3.2 Provinciaal en Regionaal beleid

3.2.1 Provinciale structuurvisie 'Visie op Zuid-Holland'

Op basis van de Wet ruimtelijke ordening moeten gemeenten, provincies en Rijk hun beleid neerleggen in één of meer structuurvisies. De provincie Zuid-Holland heeft op 9 juli 2014 voor de gehele provincie de structuurvisie 'Ruimte en Mobiliteit' vastgesteld. De structuurvisie gaat uit van structurele, maar ook onzekere, veranderingen in de samenleving, economie en het milieu.
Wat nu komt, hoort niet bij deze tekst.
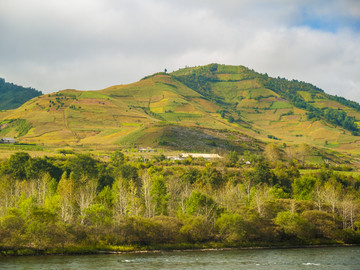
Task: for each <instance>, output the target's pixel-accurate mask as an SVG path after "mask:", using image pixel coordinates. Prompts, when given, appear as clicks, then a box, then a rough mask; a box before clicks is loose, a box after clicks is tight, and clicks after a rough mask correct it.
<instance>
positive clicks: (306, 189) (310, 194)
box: [293, 175, 316, 200]
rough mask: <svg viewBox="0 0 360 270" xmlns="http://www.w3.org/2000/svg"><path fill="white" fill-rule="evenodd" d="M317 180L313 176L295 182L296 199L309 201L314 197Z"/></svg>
mask: <svg viewBox="0 0 360 270" xmlns="http://www.w3.org/2000/svg"><path fill="white" fill-rule="evenodd" d="M315 184H316V178H315V177H313V176H311V175H304V176H301V177H300V178H298V179H295V180H294V184H293V189H294V197H295V198H296V199H298V200H309V199H311V198H312V196H313V190H314V187H315Z"/></svg>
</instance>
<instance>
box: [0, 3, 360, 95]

Veranderingen die er toe leiden dat de voorspelbaarheid van ontwikkelingen vermindert. Binnen dit dynamische speelveld zet de provincie in op het beter benutten en verder opwaarderen van bovenlokale netwerken, landschapsstructuren en verstedelijkingspatronen. De behoefte van de gebruikers staat daarbij centraal; het aanbod moet zijn afgestemd op hun vraag.

Vier rode draden geven richting aan de gewenste ontwikkeling en het handelen van de provincie: beter benutten en opwaarderen van wat er is, vergroten van de agglomeratiekracht, verbeteren van de ruimtelijke kwaliteit en het bevorderen van de transitie naar een water- en energie-efficiënte samenleving. Voor de bebouwde ruimte streeft de provincie naar een compact, samenhangend en kwalitatief hoogwaardig bebouwd gebied, met een inzet op verdichting, concentratie en specialisatie binnen het bestaand stads- en dorpsgebied.
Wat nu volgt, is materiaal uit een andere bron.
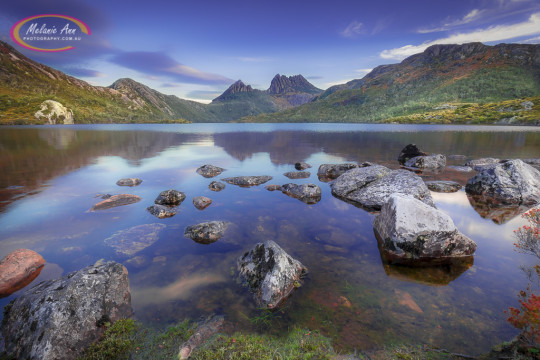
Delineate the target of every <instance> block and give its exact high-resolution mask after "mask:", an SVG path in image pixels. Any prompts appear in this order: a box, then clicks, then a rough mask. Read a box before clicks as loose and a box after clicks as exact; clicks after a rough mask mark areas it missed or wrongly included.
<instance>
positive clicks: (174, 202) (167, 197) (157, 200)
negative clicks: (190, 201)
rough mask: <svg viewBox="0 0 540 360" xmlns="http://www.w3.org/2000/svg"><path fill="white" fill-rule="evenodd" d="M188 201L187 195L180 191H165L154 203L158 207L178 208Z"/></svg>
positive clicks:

3.2.2 Provinciale verordening Ruimte

Samen met de structuurvisie is de verordening 'Ruimte' vastgesteld. In deze verordening vindt een juridische vertaling plaats van het beleid uit de structuurvisie. De verordening stelt regels met betrekking tot belangrijke ruimtelijke elementen die een doorwerking hebben in het bestemmingsplan. Onderwerpen die aan bod komen zijn onder andere de ladder voor duurzame verstedelijking, kantoren, bedrijven, detailhandel, veiligheidszonering oevers Nieuwe Maas, ruimtelijke kwaliteit, herbestemmen bestaande bebouwing buiten het bestaand stadsgebied, ecologische hoofdstructuur, molenbiotopen, windenergie, regionale waterkeringen, buitendijks bouwen en archeologie.

De ladder voor duurzame verstedelijking uit het Besluit ruimtelijke ordening is geïncorporeerd in de provinciale verordening. Het bestemmingsplan voorziet niet in een nieuwe ruimtelijke ontwikkeling. Het plan hoeft daarom niet te worden getoetst aan de ladder voor duurzame verstedelijking.

Een bestemmingsplan voor gronden met een hoge of zeer hoge bekende archeologische waarde dient een regeling te bevatten die deze waarden beschermt. Geen sprake is van gronden welke op grond van de provinciale verordening zijn aangewezen als dergelijke gebieden. Dit neemt niet weg dat de overige mogelijk aanwezige archeologische waarden in het plangebied worden beschermd door middel van de dubbelbestemming 'Waarde - Archeologie'. Op grond van deze regeling is een vergunning vereist voor het bouwen en het uitvoeren van werken of werkzaamheden, welke pas kan worden verleend nadat een archeologisch onderzoek is uitgevoerd.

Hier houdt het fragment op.